In the years since Orange’s premiere, Netflix has seized on diversity as something of a calling card. Often, the company has done so cynically, as when it attempted to soften the blow of cancelling One Day at a Time by touting its bona fides. But Netflix has also backed this rhetoric up with real investment, starting with a show about women of every age, race, size, and sexual orientation forced to endure together. The animated rainbow logo that plays before every Netflix product stands for the queasy idea that catering to every demographic is good business for a corporation that wants to be in every household. Yet Orange was an early indication that Netflix’s global ambitions could also incentivize good art.

Season 7 of Orange is neither its worst nor its best. For a deliberately decentralized patchwork, an ending is an inherently tricky exercise. Why stop now when you’ve already made the case you could go on forever? The prison-industrial complex isn’t going to wind down anytime soon, nor will Litchfield run out of inmates. Orange tries to maneuver around this problem by awkwardly reattaching itself to Piper’s journey as she navigates parole, though the audience has long stopped viewing her as a surrogate. Still, Orange admirably multitasks by introducing yet more women for the system to indifferently persecute and the show to empathetically shade in, many of them through a topical subplot set at an ICE detention center. (One of the more tragic indications that Orange was well ahead of its time is how well positioned it is to address the carceral state’s latest horrific outgrowth.)

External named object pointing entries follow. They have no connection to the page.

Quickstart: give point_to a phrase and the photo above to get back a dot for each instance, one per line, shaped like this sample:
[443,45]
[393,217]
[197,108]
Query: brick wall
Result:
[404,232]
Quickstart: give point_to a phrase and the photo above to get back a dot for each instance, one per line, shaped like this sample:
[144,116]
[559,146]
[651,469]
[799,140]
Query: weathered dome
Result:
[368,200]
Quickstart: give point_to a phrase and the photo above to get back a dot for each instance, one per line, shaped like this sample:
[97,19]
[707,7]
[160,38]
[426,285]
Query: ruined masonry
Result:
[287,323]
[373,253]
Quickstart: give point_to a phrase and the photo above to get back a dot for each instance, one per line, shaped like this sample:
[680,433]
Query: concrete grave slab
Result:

On top of these already significant undertakings, Orange lumps in the standard final-season work of revisiting old friends, whether transferred prisoners or fired guards. Understandably, the episodes visibly strain to accomplish everything they set out to, particularly toward the very end. Delivering closure, let alone dozens of forms of it, is hard. But there’s arguably no more Orange way to go out than biting off slightly more than it can chew. Besides, exactly how Orange ends is of little significance compared to how it will live on—and that was guaranteed long ago.